Uncertainty-Aware Semi-supervised Method using Large Unlabelled and Limited Labeled COVID-19 Data

The new coronavirus has caused more than 1 million deaths and continues to spread rapidly. This virus targets the lungs, causing respiratory distress which can be mild or severe. The X-ray or computed tomography (CT) images of lungs can reveal whether the patient is infected with COVID-19 or not. Many researchers are trying to improve COVID-19 detection using artificial intelligence. In this paper, relying on Generative Adversarial Networks (GAN), we propose a Semi-supervised Classification using Limited Labelled Data (SCLLD) for automated COVID-19 detection. Our motivation is to develop learning method which can cope with scenarios that preparing labelled data is time consuming or expensive. We further improved the detection accuracy of the proposed method by applying Sobel edge detection. The GAN discriminator output is a probability value which is used for classification in this work.

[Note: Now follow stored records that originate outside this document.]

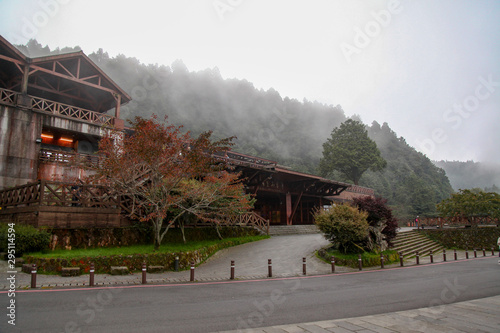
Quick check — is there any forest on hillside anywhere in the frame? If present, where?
[434,161,500,193]
[19,41,453,219]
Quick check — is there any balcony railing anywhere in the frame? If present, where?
[0,88,115,126]
[40,148,99,165]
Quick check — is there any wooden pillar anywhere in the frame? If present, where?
[21,64,30,95]
[114,94,122,119]
[285,192,292,225]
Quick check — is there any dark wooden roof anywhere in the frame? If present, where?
[0,36,131,113]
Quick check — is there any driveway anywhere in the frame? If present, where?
[196,234,331,279]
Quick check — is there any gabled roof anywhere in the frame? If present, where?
[0,36,132,112]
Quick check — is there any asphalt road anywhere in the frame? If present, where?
[0,257,500,333]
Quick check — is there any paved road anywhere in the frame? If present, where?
[196,234,331,279]
[0,257,500,333]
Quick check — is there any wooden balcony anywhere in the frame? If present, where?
[0,180,132,228]
[0,88,117,127]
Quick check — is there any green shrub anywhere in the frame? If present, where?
[0,224,50,257]
[314,205,369,253]
[318,248,399,268]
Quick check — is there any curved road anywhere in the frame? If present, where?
[0,257,500,333]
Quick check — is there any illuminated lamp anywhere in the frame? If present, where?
[41,133,54,139]
[59,136,73,142]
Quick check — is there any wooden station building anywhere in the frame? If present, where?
[0,36,374,228]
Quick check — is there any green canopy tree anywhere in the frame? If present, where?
[436,189,500,222]
[319,119,387,185]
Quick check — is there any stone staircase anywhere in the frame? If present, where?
[392,231,444,258]
[269,224,320,236]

The proposed system is trained using 10,000 CT scans collected from Omid hospital. Also, we validate our system using the public dataset. The proposed method is compared with other state of the art supervised methods such as Gaussian processes. To the best of our knowledge, this is the first time a COVID-19 semi-supervised detection method is presented. Our method is capable of learning from a mixture of limited labelled and unlabelled data where supervised learners fail due to lack of sufficient amount of labelled data. Our semi-supervised training method significantly outperforms the supervised training of Convolutional Neural Network (CNN) in case labelled training data is scarce. Our method has achieved an accuracy of 99.60%, sensitivity of 99.39%, and specificity of 99.80% where CNN (trained supervised) has achieved an accuracy of 69.87%, sensitivity of 94%, and specificity of 46.40%.